WPA Projects at Kyle School

Historical marker location:
Kyle, Texas
( Blanco and Nance streets)
Marker installed: 2007

Public education in the Kyle area dates to the Texas Constitution of 1876 and its establishment of a statewide free school system. Under this legislation, school trustees D.A. Barbee, D.J.B. Barbee and Captain Fergus Kyle founded the Summit School that same year one mile northwest of Kyle. In 1877 the nearby Blanco Chapel School first held classes, and the two schools soon consolidated as Independence Hall. Citizens moved the Independence Hall schoolhouse to this site in 1890, marking the beginning of the Kyle Public Free School.

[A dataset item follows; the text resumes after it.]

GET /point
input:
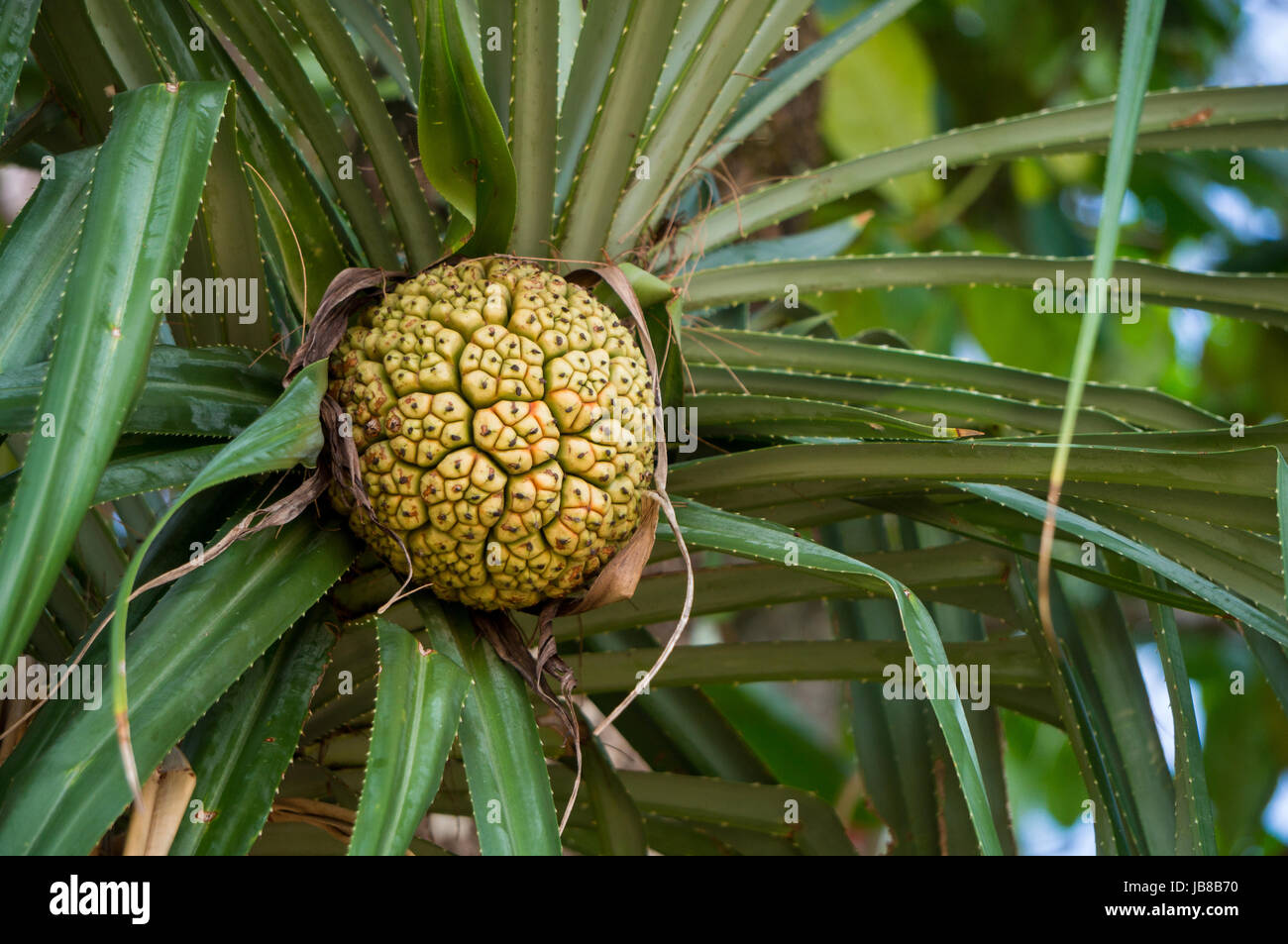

The school grew steadily with the town, adding facilities to the campus, and by the 1930s the school board applied to the federal government for construction funds for a combination auditorium/gymnasium and a home economics cottage. Through the Works Progress Administration (WPA), a New Deal agency active during the Great Depression, the U.S. government paid for about three-fourths of the cost, while Kyle voters approved a bond issue in February 1935 to fund the remainder. Work on the project began in January 1936, giving jobs to 29 men, and also resulting in general improvements to the school grounds and athletic fields. Voters approved additional bonds to complete the project in September 1936, and supplemental WPA funding helped pay for a new main classroom building in 1938.

The WPA buildings at the Kyle campus, crafted by local labor and built of locally quarried limestone, have served since their construction as educational facilities and social centers. Kyle merged with other county schools in 1967 to form the Hays Consolidated Independent School District. (2007).